Cartório de Maria Cleonice de Farias
Rua Largo do Mercado, 11, Centro - Coronel Ezequiel / RN CEP: 59220000
O Cartório de Maria Cleonice de Farias, erguido no coração de Coronel Ezequiel, nasceu em 1928, um ano que marcou a transição de uma pequena vila para uma cidade em expansão. A fundação do cartório foi impulsionada pela chegada de imigrantes italianos, que, em busca de oportunidades no Brasil, se estabeleceram em Coronel Ezequiel, principalmente na região do Largo do Mercado. A cidade, então, era um ponto de conexão entre o interior e o litoral, com a agricultura e a pecuária sendo as principais atividades econômicas.
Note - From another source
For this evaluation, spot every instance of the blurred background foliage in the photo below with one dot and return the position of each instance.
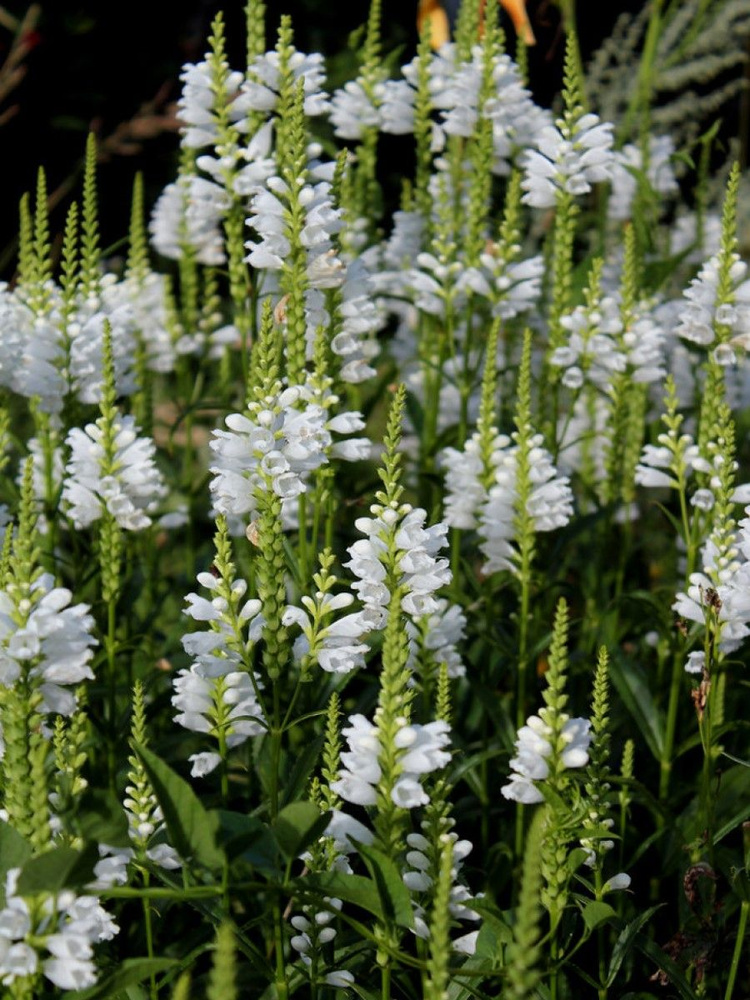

A chegada desses imigrantes, no início do século XX, gerou um crescimento populacional significativo, que, naturalmente, demandou um sistema de registro de documentos para garantir a segurança jurídica e a organização da vida social.
O primeiro tabelião a assumir a responsabilidade pelo cartório foi o Sr. Antônio Rossi, um homem de poucas palavras e uma profunda ligação com a história local. Inicialmente, o cartório operava em uma pequena sala de escritório, com apenas um quadro de registro e um conjunto de instrumentos básicos. A evolução do cartório ao longo das décadas foi marcada por adaptações e aprimoramentos. A década de 1940 viu a introdução de novas tecnologias, como a utilização de computadores para a organização dos registros e a implementação de um sistema de arquivamento mais eficiente. A década de 1960 foi um período de grande importância para o cartório, com a criação de um sistema de registro de imóveis que permitiu a regularização de terrenos e a emissão de títulos de propriedade. A década de 1970 foi marcada pela expansão do cartório, com a abertura de novas unidades em Coronel Ezequiel e a contratação de novos funcionários.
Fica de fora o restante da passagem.